Ware lets his readers follow the gnarled paths memory takes as it builds and rebuilds stories ... Ware has an extraordinary command of time and pacing: one bravura page depicts the florist and her husband dealing with her father’s decline over several months, every panel a perfectly composed little square ... Every visual observation of bodies or nature is ruthlessly adjusted to the level of symbol, rendered in a minimal number of hard, perfectly even, perfectly straight or curved lines. Elaborate strings of micro-panels explode scenes’ components outward through time or through a character’s thought patterns; mandala-ish page compositions arrange associative chains of text and pictures around a central image ... Ware is remarkably deft at balancing the demands of fine art, where sentimentality is an error, and those of storytelling, where emotion is everything. He rejects the possibility of showing his hand in his (notably handmade) artwork, but that watertight visual surface lets him get away with vast billows of existential torment ... it’s also slow, demanding and melancholy.

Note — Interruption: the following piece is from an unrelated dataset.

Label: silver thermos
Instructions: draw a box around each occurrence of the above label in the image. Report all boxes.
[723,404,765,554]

Ware has earned the right to make demands of his readers, though.
It's impossible to overstate how meticulously his work hangs together: the symmetries on a single page; the motifs that worm through it; the multiple counterpointed stories ... through this almost diagrammatic style, he manages to achieve something like documentary realism ... These panels are crammed with everyday truth ... he is so attuned to the possibilities of the medium, so completely in control of what he's doing, that he finds expressive potential in it that you simply couldn't have anticipated ...

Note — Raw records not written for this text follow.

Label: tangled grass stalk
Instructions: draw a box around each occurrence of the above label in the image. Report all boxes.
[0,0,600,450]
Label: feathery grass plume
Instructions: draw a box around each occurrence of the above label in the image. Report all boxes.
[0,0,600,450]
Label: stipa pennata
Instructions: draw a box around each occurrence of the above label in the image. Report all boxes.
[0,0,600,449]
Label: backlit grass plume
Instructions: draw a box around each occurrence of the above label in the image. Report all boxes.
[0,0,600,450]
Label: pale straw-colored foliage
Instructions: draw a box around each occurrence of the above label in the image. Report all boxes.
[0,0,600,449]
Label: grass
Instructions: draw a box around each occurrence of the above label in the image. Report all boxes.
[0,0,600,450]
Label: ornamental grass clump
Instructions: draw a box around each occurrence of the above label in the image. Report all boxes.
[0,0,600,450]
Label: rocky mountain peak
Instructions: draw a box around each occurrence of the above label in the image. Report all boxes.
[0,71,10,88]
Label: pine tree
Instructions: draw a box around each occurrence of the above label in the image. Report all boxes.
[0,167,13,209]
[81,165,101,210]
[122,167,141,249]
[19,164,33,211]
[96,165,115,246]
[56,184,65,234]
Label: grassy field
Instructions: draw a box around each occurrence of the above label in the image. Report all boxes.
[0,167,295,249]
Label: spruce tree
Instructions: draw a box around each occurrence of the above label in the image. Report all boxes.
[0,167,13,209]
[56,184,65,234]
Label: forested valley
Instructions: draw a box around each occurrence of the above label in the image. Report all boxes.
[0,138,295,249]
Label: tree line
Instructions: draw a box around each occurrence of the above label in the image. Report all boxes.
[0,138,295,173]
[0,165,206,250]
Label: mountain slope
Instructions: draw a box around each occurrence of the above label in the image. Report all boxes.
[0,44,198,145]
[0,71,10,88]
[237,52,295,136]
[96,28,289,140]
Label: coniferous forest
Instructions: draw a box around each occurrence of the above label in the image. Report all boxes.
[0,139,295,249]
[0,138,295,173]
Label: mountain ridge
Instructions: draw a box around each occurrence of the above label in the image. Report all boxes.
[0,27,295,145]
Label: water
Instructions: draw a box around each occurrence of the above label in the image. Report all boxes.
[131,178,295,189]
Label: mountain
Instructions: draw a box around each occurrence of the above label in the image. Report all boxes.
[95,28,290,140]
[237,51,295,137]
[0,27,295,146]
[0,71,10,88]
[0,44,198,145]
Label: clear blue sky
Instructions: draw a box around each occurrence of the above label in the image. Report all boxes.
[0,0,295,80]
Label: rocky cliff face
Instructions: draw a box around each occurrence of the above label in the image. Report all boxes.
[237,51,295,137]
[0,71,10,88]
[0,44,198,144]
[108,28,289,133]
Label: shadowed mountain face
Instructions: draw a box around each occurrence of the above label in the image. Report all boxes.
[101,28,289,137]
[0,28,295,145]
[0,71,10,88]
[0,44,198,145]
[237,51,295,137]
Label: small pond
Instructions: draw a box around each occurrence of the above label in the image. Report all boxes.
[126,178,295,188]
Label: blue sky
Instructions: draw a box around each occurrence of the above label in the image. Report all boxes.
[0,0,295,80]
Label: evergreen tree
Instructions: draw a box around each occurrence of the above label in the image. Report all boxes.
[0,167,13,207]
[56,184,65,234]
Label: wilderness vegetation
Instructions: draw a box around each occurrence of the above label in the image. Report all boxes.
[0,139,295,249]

There's nobody else doing anything in this medium that remotely approaches Ware for originality, plangency, complexity and exactitude. Astonishment is an entirely appropriate response.

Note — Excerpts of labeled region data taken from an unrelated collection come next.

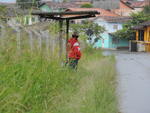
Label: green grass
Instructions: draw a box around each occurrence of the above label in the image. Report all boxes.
[0,26,118,113]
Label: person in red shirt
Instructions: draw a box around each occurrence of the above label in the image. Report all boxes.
[67,33,81,69]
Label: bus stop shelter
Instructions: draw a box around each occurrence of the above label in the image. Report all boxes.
[32,11,100,58]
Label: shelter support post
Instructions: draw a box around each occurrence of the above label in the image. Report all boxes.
[59,20,63,58]
[66,20,69,60]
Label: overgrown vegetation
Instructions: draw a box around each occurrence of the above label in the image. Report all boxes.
[71,21,105,42]
[16,0,41,9]
[81,3,93,8]
[0,24,117,113]
[114,6,150,40]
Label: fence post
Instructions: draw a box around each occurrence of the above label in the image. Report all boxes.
[0,25,5,48]
[59,20,63,58]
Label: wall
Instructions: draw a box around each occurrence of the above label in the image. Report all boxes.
[40,5,52,12]
[109,35,129,48]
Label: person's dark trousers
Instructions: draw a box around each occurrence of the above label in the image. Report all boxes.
[69,58,79,69]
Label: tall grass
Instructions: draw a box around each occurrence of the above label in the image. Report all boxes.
[0,26,117,113]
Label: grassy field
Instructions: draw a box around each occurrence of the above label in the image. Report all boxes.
[0,26,118,113]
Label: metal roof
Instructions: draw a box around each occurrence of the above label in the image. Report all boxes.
[32,11,100,20]
[133,21,150,30]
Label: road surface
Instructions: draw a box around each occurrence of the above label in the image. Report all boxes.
[105,51,150,113]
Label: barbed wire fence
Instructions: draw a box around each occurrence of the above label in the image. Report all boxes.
[0,23,66,56]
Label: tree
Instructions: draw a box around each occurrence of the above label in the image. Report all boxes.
[81,4,93,8]
[17,0,41,9]
[113,11,150,40]
[0,5,7,16]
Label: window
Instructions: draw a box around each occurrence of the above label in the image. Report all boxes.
[113,25,118,30]
[112,38,119,44]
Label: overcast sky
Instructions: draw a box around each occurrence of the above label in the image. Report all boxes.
[0,0,16,2]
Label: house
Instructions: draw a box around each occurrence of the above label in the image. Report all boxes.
[66,8,119,23]
[112,0,150,16]
[130,0,150,12]
[131,21,150,52]
[0,3,39,25]
[93,0,119,10]
[92,16,130,49]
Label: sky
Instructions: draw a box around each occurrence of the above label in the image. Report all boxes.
[0,0,16,3]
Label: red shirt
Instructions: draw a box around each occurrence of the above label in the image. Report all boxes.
[67,38,81,59]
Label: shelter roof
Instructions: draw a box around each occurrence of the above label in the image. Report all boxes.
[95,16,132,23]
[66,8,119,17]
[32,11,99,20]
[133,21,150,30]
[40,1,80,8]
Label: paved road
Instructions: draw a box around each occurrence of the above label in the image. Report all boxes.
[104,51,150,113]
[112,51,150,113]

Ware fills his pages with meticulous architectural detail and diagrammatic flourishes, producing what amount to cross-sections of sadness, floor plans of the broken heart ... The medium allows us to adopt a perspective that is not merely omniscient but truly godlike: Ware's characters remain trapped in their tiny panels, but we are above them, looking in, and can see what they can't—the travails that await them—with a simple flick of our eyes across the page ... It's not subtle, but it is ruthlessly effective, and...it gets at something essential and truthful about our tendency to self-obsess ... [a] precise, colorful, intricate and ultimately beautiful book[.]